Wheeler will next testify before the Senate Commerce Committee, which will subsequently vote on whether to approve his nomination and send it to the Senate floor for a vote. Commerce Committee Chairman Jay Rockefeller D-W.Va., has repeatedly criticized Wheeler’s former work as a CTIA and NCTA lobbyist (CD April 10 p3).
Wheeler is “the president’s nominee, and it’s a Democratically elected Senate,” said a public-interest official. “Ultimately Senator Rockefeller backs the president and backs the president’s prerogative to appoint heads of agencies. He would have liked to see somebody else, and that is certainly understandable. But the die is now cast, and I don’t see him making trouble.” Rockefeller’s spokesman didn’t comment.
Free Press remained skeptical in a news release Tuesday that Wheeler’s lobbying background could impact his ability to serve consumers, urging Wheeler to “prove his critics wrong.” “We hope that he will embrace the FCC’s mission and fight for policies that foster genuine competition, promote diversity and amplify local voices,” said Free Press President Craig Aaron. “There is a much to be done -- and the honeymoon will be short.”

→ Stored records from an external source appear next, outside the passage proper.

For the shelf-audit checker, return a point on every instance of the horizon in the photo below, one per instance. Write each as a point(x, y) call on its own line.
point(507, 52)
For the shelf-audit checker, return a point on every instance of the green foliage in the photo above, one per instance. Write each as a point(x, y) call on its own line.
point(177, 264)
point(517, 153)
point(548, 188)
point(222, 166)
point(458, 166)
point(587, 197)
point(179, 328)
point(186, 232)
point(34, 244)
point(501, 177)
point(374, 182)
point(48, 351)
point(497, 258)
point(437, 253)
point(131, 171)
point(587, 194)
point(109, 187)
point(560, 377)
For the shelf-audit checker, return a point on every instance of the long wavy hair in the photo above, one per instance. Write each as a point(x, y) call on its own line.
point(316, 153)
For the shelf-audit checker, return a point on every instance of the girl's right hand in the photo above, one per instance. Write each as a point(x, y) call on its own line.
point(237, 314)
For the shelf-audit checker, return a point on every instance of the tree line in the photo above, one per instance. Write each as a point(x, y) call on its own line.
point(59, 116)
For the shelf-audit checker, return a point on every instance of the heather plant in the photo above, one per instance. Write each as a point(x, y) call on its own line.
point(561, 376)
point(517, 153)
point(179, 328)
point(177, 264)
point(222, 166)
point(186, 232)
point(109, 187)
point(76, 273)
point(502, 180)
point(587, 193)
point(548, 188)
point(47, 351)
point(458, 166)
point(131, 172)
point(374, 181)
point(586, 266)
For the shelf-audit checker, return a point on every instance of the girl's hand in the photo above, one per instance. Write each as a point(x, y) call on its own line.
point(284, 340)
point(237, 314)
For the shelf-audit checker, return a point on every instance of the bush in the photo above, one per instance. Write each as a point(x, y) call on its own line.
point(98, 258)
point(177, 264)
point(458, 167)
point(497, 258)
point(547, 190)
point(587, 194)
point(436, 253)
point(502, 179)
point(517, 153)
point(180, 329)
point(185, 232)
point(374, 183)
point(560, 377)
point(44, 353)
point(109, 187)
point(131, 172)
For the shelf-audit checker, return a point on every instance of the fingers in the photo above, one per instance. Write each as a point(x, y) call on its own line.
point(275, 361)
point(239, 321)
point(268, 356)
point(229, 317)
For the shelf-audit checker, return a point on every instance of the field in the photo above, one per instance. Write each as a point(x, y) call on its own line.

Wheeler’s blog extols the historic impact that modern communications technologies, some of which are regulated by the FCC, are having on the modern history of man, something he calls history’s “fourth great network-driven transformation.” He discussed how social media, LTE, 1 Gbps broadband and other technologies are having, or will have an impact on, the world in ways similar to the past effects of the printing press, telegraph and railroads. His blog posts offer examples of how social networking, wired and wireless communications helped facilitate the Arab Spring, end congressional consideration of the Stop Online Piracy Act and fight Internet governance efforts at the WCIT. Generally he uses these examples to touch upon a recurring theme that new communications technologies can quickly break the structure of social and governmental rules, which in turn creates strife as humans try to either preserve or remake the old structures.